If one is able to modulate or transplant an entire healthy ecology into the vaginal microbiome, he says, that can restore the vagina’s microbial diversity and encourage an environment that protects the host against the return of infection. In 2019, a small study conducted by researchers in Israel found that four of five participants with intractable, recurrent BV experienced long-term remission following vaginal microbiome transplantation from healthy donors.
Addressing unmet need
LUCA isn’t the only one developing treatments based on vaginal microbiome science. California-based Osel’s live biotherapeutic product LACTIN-V, for example, is currently in clinical trials for recurrent UTIs, a condition which is usually resistant to antibiotics and can become life-threatening if left unresolved.
LUCA’s first drug candidate, which will enter clinical trials this year, targets UTIs. The company is also developing a treatment for BV, which has been linked to depleted Lactobacilli in the vaginal microbiota and is prone to recurrence. Ravel emphasises that an effective BV therapy would help protect against a host of other health complications, too; studies have shown that BV increases the risk of conditions like pelvic inflammatory disease, sexually transmitted infections such as HIV, and even preterm childbirth.
For Ravel, it’s “ridiculous” that preterm birth rates remain relatively consistent despite decades of research, but he hopes that LUCA’s therapy will be the answer.

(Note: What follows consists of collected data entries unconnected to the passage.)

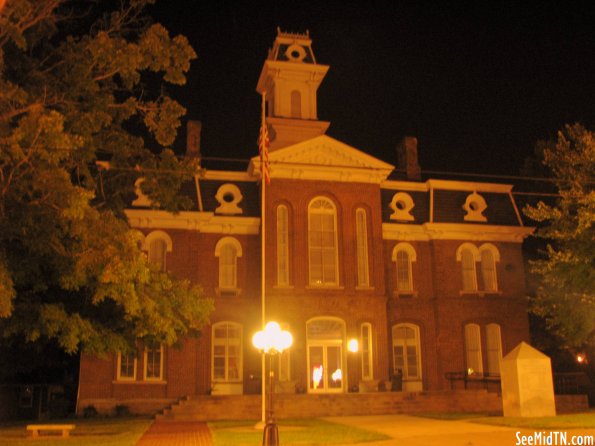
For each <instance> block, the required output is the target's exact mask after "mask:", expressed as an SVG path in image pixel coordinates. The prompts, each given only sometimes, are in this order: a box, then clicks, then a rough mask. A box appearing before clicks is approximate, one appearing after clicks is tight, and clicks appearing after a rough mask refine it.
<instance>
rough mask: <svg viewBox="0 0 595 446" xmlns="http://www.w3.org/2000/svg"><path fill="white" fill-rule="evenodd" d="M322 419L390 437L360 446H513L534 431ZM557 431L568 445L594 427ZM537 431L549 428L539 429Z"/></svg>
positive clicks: (436, 420)
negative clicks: (385, 439) (380, 432)
mask: <svg viewBox="0 0 595 446" xmlns="http://www.w3.org/2000/svg"><path fill="white" fill-rule="evenodd" d="M324 419H325V420H328V421H333V422H335V423H343V424H347V425H351V426H356V427H360V428H362V429H368V430H371V431H376V432H381V433H383V434H386V435H388V436H390V437H392V439H390V440H384V441H377V442H372V443H362V446H363V445H365V446H393V445H399V446H403V445H407V446H513V445H517V444H522V443H519V442H518V438H517V433H518V434H519V435H525V436H529V435H533V434H534V429H519V428H516V427H503V426H490V425H486V424H476V423H471V422H469V421H464V420H459V421H457V420H452V421H451V420H448V421H445V420H433V419H428V418H421V417H412V416H407V415H379V416H354V417H327V418H324ZM560 431H562V432H567V434H568V444H571V443H570V441H571V440H570V437H571V436H572V435H585V434H589V435H595V429H567V430H565V429H560ZM541 432H549V431H547V430H545V431H544V430H542V431H541ZM524 444H552V445H559V444H562V443H557V442H552V443H546V442H543V443H535V442H533V443H529V442H525V443H524ZM585 444H586V443H585ZM351 446H353V445H351Z"/></svg>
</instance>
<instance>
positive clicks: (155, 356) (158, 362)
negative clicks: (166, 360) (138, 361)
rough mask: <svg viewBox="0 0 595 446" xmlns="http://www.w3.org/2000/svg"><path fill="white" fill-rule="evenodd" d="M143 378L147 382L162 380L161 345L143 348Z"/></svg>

Osel has ongoing trials of LACTIN-V in BV, in vitro fertilisation, and preterm birth – the latter of which LUCA is also targeting with a microbiome-based therapy. LACTIN-V is also being tested in Lactobacillus-deficient women at high risk of contracting HIV.
The vaginal microbiome’s impact on premature labour is less clear than other conditions which are usually the result of pathogens becoming dominant and causing infection. In 2019, research by Ravel’s lab identified specific types of bacteria that were associated with a higher risk of preterm birth, as well as a connection between levels of the antimicrobial peptide β-defensin-2 in vaginal microbiota and the risk of going into labour prematurely.
“It’s still not very well known what exactly the triggers are, but we know that vaginal dysbiosis is at least very heavily associated with [preterm birth],” he explains.
The future of vaginal health?
It’s still early days, however. Sarah Bundra, a gender health analyst at GlobalData, told Pharmaceutical Technology that while targeting the vaginal microbiome to treat gynaecologic conditions is becoming increasingly popular, the approach “requires stronger evidence” before it becomes a main target in the pharmaceutical space.
In Ravel’s view, the key to unlocking effective medicines is to begin with the end goal; establishing a model of health first, he says, helps one better understand how to keep disease at bay for good.
“You can treat a disease, but without understanding the state one should return to, you cannot fully cure it.”